Сэр, — В вашей биографии записано, что вы не только завоевали расположение всех мужчин и женщин, но и что домашняя птица прониклась к вам привязанностью, а свинья, по ее воле, никогда не разлучалась с вашей компанией. Если бы какая-нибудь Цирцея повторила в моем случае свое любимое чудо превращения смертных в свиней и дала бы мне выбор, в ту счастливую свинью, благословенную среди своего рода, я бы хотел превратиться! Вы, почти единственный среди литераторов, до сих пор, как живой друг, покоряете и очаровываете нас из прошлого; и если бы можно было вызвать поэта, как схолиаст пытался вызвать Гомера, из теней, кто бы не пожелал, из всех остальных, провести несколько часов в вашем обществе? Кто из тех, кто когда-либо занимался литературой, кто из детей раздражительного племени обладал хотя бы десятой долей вашего простого мужества, сердца, которое никогда не знало прикосновения ревности, которое никому не завидовало в лаврах, которое принимало почести и богатство, как они приходили, но никогда не оплакивало бы их, если бы вы упустили и то, и другое и остались лишь пограничным спортсменом и пограничным антикваром?

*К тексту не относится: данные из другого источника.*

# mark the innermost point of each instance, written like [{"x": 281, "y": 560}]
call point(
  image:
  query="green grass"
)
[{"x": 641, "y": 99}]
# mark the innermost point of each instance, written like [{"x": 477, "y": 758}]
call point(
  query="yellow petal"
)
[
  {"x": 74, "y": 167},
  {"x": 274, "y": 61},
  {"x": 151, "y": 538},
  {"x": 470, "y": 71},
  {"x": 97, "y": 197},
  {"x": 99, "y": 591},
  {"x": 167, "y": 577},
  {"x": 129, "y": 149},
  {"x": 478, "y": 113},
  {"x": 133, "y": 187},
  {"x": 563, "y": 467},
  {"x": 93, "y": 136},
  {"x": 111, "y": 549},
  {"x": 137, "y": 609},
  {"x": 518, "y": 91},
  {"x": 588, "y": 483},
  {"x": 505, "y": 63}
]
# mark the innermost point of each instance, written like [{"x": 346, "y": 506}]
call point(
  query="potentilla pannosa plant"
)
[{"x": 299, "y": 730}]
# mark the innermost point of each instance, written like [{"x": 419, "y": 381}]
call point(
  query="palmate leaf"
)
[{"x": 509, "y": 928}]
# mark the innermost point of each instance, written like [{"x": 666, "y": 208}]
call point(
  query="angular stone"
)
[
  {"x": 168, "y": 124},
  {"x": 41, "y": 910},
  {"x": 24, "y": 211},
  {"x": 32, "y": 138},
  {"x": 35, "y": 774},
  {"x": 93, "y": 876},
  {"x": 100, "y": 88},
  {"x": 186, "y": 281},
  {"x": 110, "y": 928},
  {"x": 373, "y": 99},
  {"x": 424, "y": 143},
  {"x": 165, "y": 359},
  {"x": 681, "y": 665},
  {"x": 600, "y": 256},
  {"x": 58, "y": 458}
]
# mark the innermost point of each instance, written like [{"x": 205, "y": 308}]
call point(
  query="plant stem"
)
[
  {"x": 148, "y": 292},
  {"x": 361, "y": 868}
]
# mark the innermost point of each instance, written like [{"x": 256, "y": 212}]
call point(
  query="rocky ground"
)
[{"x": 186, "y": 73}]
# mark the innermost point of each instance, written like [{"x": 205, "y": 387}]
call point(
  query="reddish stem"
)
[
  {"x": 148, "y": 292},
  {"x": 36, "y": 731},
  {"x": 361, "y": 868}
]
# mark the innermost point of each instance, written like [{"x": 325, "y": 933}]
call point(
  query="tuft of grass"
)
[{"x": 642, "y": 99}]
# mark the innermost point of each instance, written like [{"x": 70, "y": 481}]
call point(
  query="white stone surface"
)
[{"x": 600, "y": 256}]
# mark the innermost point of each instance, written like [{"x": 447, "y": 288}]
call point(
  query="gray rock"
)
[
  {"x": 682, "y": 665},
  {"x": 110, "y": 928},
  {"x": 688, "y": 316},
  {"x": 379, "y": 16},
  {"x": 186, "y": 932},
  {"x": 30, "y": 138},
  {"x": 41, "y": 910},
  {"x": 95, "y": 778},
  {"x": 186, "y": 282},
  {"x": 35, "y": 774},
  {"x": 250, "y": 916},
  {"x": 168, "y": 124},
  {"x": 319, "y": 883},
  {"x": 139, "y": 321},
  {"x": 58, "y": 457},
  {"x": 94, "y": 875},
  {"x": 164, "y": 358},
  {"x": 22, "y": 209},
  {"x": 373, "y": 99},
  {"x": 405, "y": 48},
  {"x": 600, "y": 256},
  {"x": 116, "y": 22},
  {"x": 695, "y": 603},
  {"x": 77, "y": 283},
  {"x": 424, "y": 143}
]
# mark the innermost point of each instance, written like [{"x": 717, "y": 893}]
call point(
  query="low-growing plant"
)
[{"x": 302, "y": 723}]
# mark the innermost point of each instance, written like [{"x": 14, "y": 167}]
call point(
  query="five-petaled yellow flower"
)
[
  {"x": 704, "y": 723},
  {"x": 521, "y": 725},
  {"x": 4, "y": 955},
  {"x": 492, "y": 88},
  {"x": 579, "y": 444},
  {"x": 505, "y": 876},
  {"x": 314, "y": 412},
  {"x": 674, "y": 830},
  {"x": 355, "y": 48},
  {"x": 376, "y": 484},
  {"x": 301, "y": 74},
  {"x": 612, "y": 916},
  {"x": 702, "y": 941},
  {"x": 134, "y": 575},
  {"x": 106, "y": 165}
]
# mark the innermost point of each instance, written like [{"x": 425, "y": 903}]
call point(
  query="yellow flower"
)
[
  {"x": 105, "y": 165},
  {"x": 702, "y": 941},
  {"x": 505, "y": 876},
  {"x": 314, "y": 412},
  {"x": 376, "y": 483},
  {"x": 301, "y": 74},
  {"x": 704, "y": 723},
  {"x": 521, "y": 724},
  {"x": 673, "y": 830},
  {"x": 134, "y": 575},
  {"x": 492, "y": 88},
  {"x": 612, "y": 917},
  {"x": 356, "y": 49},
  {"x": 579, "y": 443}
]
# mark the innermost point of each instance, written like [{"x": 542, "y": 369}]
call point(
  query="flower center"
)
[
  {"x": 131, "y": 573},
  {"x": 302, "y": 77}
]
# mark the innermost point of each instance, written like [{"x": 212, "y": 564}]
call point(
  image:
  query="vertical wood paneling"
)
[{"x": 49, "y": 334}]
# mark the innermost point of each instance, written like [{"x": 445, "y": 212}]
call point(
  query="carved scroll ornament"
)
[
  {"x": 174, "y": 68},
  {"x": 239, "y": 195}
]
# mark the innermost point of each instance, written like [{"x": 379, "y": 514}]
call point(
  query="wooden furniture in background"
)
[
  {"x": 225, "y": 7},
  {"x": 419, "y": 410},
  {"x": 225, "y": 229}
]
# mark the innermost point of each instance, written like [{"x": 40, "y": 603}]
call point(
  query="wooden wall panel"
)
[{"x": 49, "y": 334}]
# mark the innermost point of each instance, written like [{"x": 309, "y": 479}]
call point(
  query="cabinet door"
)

Если бы слово «гениальный» не было так осквернено, если бы его не использовали в значении легкого добродушия, чтобы оправдать литературную и чувственную праздность, этот изношенный старый термин можно было бы применить, прежде всего, к «Шерифу». Но, возможно, нам едва ли нужно слово (оно редко было бы в употреблении) для характера столь редкого, или, скорее, столь одинокого в своем благородстве и обаянии, как характер Вальтера Скотта. Здесь, в сердце вашей собственной страны, среди ваших серых крутобоких холмов (каждый так похож на другой, что тень одного, падающая на соседа, в точности очерчивает форму этого соседа), именно о вас и о ваших трудах чаще всего вспоминает уроженец Леса. Все духи реки и холма, все замирающие рефрены баллад и угасающие эхо историй, вся память о диком прошлом, каждая легенда о ручье и озере, кажется, объединились, чтобы наполнить ваш дух и обеспечить себе бессмертную жизнь в вашей песне. Именно через вас мы помним их; и, вспоминая их, как и ступая по каждому склону в этой земле, мы снова вспоминаем вас и благословляем вас.